Para muitos americanos brancos, os seus “ingroups” não incluem os americanos negros. Parte da razão para isto tem a ver com a história de segregação racial da América, que manteve as comunidades Branca e Negra separadas. Roberts e Rizzo apontam para estudos que demonstram que a quantidade de exposição que uma criança tem a outros grupos raciais no início da sua vida afecta a forma como pensarão e agirão em relação a esses grupos quando forem adultos.
A investigação também mostra que as crianças estão mais sintonizadas com os rostos do grupo de maioria racial. Ou seja, as crianças Negras são melhores a reconhecer rostos Brancos do que as crianças Brancas a reconhecer rostos Negros. Esta disparidade pode ter consequências trágicas no mundo real.
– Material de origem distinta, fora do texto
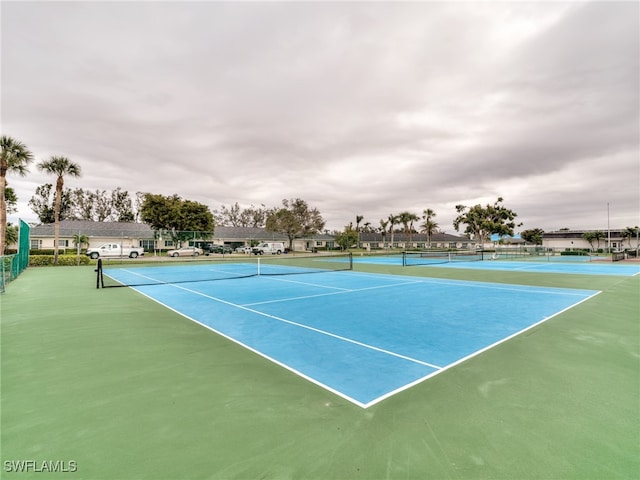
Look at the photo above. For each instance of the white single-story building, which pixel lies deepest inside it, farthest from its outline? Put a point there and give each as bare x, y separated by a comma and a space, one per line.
562, 240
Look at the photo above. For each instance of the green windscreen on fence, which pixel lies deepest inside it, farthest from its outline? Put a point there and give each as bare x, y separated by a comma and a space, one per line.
13, 265
23, 247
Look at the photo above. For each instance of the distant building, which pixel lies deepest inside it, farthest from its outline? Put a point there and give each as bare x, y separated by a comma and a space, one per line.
415, 240
142, 235
572, 239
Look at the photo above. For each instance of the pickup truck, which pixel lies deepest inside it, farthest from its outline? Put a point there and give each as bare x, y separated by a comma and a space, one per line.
114, 250
274, 248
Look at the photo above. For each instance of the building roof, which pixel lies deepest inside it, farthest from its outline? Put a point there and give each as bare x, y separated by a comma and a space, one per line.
416, 237
68, 228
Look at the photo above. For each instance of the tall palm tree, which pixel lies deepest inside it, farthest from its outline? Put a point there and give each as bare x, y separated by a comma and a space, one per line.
358, 220
429, 226
15, 158
629, 233
383, 229
59, 166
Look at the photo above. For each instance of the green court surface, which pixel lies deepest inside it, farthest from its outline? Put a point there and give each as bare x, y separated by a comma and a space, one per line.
107, 384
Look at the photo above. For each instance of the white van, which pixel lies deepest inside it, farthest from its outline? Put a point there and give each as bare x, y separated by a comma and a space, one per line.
274, 248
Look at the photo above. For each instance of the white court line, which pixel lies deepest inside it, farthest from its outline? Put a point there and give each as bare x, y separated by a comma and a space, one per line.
438, 369
307, 327
326, 294
492, 285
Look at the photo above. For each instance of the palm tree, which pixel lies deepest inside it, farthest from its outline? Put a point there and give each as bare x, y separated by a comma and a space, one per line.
383, 229
406, 218
80, 239
629, 233
14, 157
59, 166
429, 226
393, 221
358, 220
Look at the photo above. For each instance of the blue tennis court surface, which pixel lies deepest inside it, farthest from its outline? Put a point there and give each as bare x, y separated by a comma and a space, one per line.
570, 265
362, 336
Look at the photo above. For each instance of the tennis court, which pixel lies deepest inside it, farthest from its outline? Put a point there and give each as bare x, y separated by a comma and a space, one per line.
362, 336
561, 264
110, 383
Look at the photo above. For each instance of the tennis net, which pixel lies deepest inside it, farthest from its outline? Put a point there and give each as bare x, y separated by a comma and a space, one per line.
436, 257
211, 270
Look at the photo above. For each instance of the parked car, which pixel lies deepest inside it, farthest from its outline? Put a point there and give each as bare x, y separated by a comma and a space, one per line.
219, 249
114, 250
185, 252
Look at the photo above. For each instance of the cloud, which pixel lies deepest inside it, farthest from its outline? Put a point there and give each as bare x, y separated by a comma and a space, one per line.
358, 108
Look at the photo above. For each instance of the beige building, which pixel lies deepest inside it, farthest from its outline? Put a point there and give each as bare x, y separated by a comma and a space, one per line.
142, 235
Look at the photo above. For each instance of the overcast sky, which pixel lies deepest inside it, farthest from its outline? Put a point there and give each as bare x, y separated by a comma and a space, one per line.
357, 108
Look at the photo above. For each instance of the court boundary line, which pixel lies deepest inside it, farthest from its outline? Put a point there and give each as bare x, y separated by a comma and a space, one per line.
474, 354
437, 369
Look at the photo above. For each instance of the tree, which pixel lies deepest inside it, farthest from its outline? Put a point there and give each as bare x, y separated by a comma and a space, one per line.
429, 226
180, 219
533, 235
347, 238
82, 204
359, 218
589, 237
79, 240
43, 204
407, 219
383, 229
61, 167
236, 216
482, 222
121, 206
630, 233
15, 157
598, 235
12, 235
295, 220
393, 221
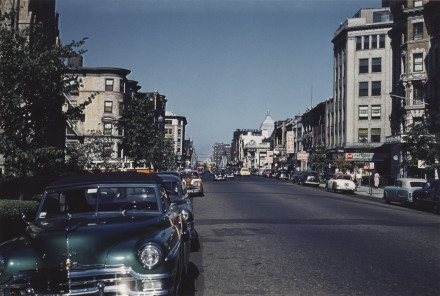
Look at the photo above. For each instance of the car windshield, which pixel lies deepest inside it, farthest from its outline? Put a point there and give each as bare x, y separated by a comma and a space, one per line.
94, 199
417, 184
172, 187
191, 175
Numa linha criminosa, por exemplo, não ser capaz de reconhecer rostos negros, aliados a preferências e crenças tendenciosas, aumenta as probabilidades de um suspeito negro inocente ser mal identificado como o autor de um crime.
Roberts e Rizzo observam que nos casos em que as condenações por crimes foram anuladas devido a provas de ADN, um número significativo das condenações originais deveu-se a identificações incorrectas de testemunhas oculares.
Os restantes quatro factores que os investigadores argumentam contribuir para o racismo americano incluem: hierarquia, que incentiva as pessoas a pensar, sentir e comportar-se de forma racista; poder, que legisla o racismo tanto a nível micro como macro; meios de comunicação social, que legitimam representações sobre-representadas e idealizadas dos americanos brancos enquanto marginalizam e minimizam as pessoas de cor; e passivismo, tal que ignorar ou negar a existência do racismo encoraja outros a fazer o mesmo. Em suma, argumentam que as posições e poderes dos EUA sobre os outros, reforçam essas diferenças através de meios tendenciosos, e depois deixam essas disparidades e meios no lugar.
Dos sete factores que identificaram, talvez o mais insidioso seja o passivismo ou o racismo passivo, de acordo com os estudiosos. Isto inclui uma apatia para com sistemas de vantagem racial ou negação de que esses sistemas existam.
Discussões sobre o passivismo são agora particularmente relevantes, disse Roberts, uma vez que milhares vão para as ruas para protestar contra o racismo. “Se as pessoas favorecidas pela hierarquia permanecem passivas, não é surpresa que aqueles que estão no fundo gritam para serem ouvidos”, acrescentou ele. “As pessoas choram há séculos”
Anti-racismo
No final da revisão, os estudiosos apelam a uma mudança para o anti-racismo. Inspirados no trabalho do historiador Ibram X. Kendi, Roberts e Rizzo contribuem com dois novos termos para a conversa – anti-racismo reactivo, definido como desafiando o racismo sempre que este aparece, e anti-racismo proactivo, ou desafiando o racismo antes que este apareça.
“Um dos passos mais importantes para a investigação futura será desviar a nossa atenção da forma como as pessoas se tornam racistas, e para as influências contextuais, processos psicológicos e mecanismos de desenvolvimento que ajudam as pessoas a tornarem-se anti-racistas”, escreveu Roberts e Rizzo. “Num estado de crescente desigualdade racial, esperamos encontrar futuros estudantes e estudiosos, tanto nos EUA como fora deles, bem versados e inseridos numa psicologia de anti-racismo.”
Num movimento que eles esperam que se torne padrão, os estudiosos incluíram uma declaração do autor no seu artigo indicando que um autor, Roberts, se identifica como negro-americano e o outro, Rizzo, como branco-americano.
“Apresentamo-nos frequentemente como observadores objectivos, mas penso que é importante reconhecer a nossa própria posicionalidade”, disse Roberts. “Colocamo-lo na nota do autor para o normalizar e dizer que um bom trabalho pode vir quando pessoas de identidades diferentes trabalham juntas para um objectivo comum”.